Non mi dava nemmeno il tempo di pensare ad una mossa per controbattere. L'unica cosa che potevo fare era difendermi e cercare di mantenere tutti i miei pezzi al loro posto.
La voce di Paige mi arrivò all'orecchio, incitandomi a non mollare. Da Clarisse, invece, si levò una risata di scherno, mentre cercava di stare dietro a Luke. Insomma, la tipa in questione doveva avere non pochi ammiratori tra i suoi fratelli.
- Avanti, combatti come si deve! - mi disse all'improvviso. Aveva una lunga treccia di capelli neri che le usciva dall'elmo.
Quella voce più che darmi forza, mi fece sentire esattamente come quando avevo incrociato la spada con Dave all'arena.
Arrancai, inciampando in qualcosa. Clarisse rise più forte, mentre Luke si voltava verso di me. La ragazza mi guardò, pronta ad attaccare. Strizzai gli occhi.
Al contrario di ciò che mi aspettavo (la mia morte), qualcosa si scontrò con la sua lama. Aprii un occhio e la vidi balzare all'indietro, slegarsi l'elmo e gettarlo a terra, in preda all'ira funesta.
- Russel, stanne fuori! - ringhiò contro alla figura sopra di me.
- Nadja - canzonò Hector - Anche per me è sempre un piacere incontrarti -
La figlia di Ares lo guardò con un lampo assassino negli occhi. Temetti stesse per sputare anche fiamme.
Lui ignorò completamente gli insulti in greco antico che aveva cominciato a gettargli addosso.
- Levati, non devi intrometterti negli affari miei! - sentenziò, riafferrando la sua spada.
- Ti conviene andartene - mi disse lui, continuando a guardare gli spostamenti di Nadja.
- Non ci riesco - confessai.
E in effetti era vero.

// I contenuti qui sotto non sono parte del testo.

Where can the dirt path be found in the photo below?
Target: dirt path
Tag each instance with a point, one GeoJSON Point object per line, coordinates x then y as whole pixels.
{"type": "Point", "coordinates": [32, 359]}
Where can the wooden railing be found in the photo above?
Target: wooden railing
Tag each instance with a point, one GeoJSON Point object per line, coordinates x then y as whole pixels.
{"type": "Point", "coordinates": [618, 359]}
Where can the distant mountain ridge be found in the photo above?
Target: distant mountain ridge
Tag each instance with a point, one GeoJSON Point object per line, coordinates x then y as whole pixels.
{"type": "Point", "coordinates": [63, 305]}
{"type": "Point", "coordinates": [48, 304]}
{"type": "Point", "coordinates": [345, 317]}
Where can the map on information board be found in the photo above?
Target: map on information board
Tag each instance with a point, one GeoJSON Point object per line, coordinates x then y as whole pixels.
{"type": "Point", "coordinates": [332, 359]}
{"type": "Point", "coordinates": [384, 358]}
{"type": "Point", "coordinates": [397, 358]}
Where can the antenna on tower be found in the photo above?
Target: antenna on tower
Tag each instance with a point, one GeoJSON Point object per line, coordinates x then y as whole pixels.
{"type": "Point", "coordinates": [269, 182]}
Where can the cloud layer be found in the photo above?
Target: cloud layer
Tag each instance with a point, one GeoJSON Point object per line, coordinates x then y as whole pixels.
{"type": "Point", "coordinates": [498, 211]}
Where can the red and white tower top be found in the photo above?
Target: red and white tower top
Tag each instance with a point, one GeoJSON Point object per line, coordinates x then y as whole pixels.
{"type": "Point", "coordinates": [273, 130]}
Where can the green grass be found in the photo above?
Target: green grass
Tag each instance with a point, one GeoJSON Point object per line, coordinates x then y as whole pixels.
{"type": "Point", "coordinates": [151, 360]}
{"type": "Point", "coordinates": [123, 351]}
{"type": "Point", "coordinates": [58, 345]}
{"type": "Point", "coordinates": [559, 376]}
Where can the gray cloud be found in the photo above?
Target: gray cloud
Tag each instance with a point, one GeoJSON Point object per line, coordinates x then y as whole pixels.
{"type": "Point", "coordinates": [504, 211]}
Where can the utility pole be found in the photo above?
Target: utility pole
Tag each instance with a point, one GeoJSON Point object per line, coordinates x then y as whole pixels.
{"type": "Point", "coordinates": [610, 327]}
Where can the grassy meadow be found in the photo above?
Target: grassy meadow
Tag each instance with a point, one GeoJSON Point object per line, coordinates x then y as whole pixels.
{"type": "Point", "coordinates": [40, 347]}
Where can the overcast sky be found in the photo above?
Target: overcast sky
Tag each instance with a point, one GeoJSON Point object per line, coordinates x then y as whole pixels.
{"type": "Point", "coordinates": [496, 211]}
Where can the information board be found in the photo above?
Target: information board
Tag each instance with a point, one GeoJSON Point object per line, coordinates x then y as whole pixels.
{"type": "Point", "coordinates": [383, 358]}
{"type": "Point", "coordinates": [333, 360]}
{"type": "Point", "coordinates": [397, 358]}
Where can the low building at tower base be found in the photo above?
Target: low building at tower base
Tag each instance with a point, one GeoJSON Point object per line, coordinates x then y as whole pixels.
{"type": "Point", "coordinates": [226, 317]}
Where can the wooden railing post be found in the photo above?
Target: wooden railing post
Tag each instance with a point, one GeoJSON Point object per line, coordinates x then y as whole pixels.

Il bracciale sul mio polso aveva cominciato a risultare un peso. Letteralmente.
Nadja partì a tutta birra contro di noi prima che lui potesse aggiungere altro. Mi scavalcò con un salto e parò i suoi colpi, facendola indietreggiare per darmi il tempo di rimettermi in piedi.
Li guardai combattere come se non dessero nemmeno tempo al tempo di agire. Nadja si muoveva come se stesse danzando, ma con la precisa finalità di farlo fuori, mentre Hector si limitava semplicemente a tenerla buona.
- Allora, ti vuoi mettere a riparo o no?! - mi urlò infine, abbassandosi appena in tempo di ricevere un colpo in pieno naso.
Mi afferrai il polso, reggendolo come se fosse un sacco, e cominciai a correre dalla parte opposta. Mi pareva di portare un gioiello di piombo.
Tentai di non dare nell'occhio, ma ciò durò poco: la voce di Dave si levò dal nuovo gruppo che stava arrivando.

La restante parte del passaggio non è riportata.